“Because he had a beard, and he wore glasses, and his hair was slick and parted on the left side. That sounds like a freak, but Uncle Paul would know better than to look freaky. The beard was trimmed, and somehow it didn’t make him conspicuous. It was lucky I didn’t completely recognize him when I first saw him, or I would probably have stood and gawked at him. Later in the dressing room Polly Zarella asked Bernard — that’s Bernard Daumery, Jean’s nephew — who was the man that was growing his own wool, and Bernard said he didn’t know, probably from the Daily Worker. Of course we know most of the guests at a press showing, but not all of them. When I modeled another number — a full-back calf-covering coat in tapestry tones of Kleinsell ratiné — I took him in without being obvious about it, and all of a sudden I knew who it was — I didn’t guess, I knew. It staggered me so that I had to get off quick, quicker than I should have, and in the dressing room it was all I could do to keep them from seeing me tremble. I wanted to run out and speak to him, but I couldn’t because it would have ruined the show. I had four more numbers to model — one of them was our headliner, a tailored dress and jacket in black with white stripes, with slightly bouffant sleeves and a double hemline — and I had to go on to the end. When it was over I hurried out front and he was gone.”
“Indeed,” Wolfe muttered.
“Yes. I went outside, to the elevators, but he was gone.”

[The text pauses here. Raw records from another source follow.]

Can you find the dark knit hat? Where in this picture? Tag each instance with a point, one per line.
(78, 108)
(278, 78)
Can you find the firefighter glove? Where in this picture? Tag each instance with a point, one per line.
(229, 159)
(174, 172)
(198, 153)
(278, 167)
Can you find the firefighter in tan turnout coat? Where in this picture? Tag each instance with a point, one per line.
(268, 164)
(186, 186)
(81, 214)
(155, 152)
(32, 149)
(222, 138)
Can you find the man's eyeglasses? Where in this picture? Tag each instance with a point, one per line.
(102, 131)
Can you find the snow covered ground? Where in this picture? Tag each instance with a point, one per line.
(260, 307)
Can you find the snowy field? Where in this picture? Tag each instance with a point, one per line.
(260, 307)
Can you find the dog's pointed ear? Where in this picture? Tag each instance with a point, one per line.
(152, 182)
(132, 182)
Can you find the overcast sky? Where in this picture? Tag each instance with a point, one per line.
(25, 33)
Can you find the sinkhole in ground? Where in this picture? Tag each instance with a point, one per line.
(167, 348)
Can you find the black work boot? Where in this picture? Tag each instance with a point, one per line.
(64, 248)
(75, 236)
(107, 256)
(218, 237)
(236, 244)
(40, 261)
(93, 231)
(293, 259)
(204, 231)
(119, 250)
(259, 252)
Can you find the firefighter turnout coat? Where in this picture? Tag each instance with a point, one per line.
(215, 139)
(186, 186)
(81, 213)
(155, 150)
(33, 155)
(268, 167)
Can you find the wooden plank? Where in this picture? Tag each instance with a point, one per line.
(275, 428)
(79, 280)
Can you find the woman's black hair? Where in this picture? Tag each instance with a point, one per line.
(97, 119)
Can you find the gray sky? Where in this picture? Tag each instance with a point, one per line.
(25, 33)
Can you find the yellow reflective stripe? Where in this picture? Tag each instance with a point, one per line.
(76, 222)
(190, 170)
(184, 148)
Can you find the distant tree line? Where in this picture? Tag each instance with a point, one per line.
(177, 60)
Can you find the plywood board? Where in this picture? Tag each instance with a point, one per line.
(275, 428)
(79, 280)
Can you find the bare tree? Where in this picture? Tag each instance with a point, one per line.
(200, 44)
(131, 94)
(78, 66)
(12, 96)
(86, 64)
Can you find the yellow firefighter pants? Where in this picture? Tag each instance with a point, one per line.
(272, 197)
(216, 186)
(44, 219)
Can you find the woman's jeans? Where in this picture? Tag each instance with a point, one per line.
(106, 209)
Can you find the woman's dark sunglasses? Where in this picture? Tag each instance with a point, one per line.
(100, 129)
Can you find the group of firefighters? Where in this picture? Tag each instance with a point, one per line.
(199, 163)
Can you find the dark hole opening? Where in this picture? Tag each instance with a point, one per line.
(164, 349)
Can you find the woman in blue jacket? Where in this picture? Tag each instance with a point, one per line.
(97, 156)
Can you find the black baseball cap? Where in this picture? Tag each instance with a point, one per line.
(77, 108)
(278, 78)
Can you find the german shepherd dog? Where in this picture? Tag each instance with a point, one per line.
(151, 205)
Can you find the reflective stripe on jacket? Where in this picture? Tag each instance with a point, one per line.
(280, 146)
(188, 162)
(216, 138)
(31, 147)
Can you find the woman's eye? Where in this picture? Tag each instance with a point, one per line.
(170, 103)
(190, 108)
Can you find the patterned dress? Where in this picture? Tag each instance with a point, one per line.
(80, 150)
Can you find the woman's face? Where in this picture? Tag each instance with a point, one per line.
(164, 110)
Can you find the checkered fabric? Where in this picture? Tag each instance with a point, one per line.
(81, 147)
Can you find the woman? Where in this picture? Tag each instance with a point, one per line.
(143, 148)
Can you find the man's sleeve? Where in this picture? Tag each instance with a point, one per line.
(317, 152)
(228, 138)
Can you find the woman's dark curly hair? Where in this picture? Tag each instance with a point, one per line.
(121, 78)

“You haven’t seen him since?”
“No. Just that one time.”
“Did anyone else recognize him?”
“I don’t think so. I’m sure they didn’t, or there would have been a noise. A dead man come back to life?”
Wolfe nodded. “Many of those present had known him?”
“Certainly, nearly all of them. He was famous, as famous as you are.”
Wolfe skipped that one. “How sure are you it was he?”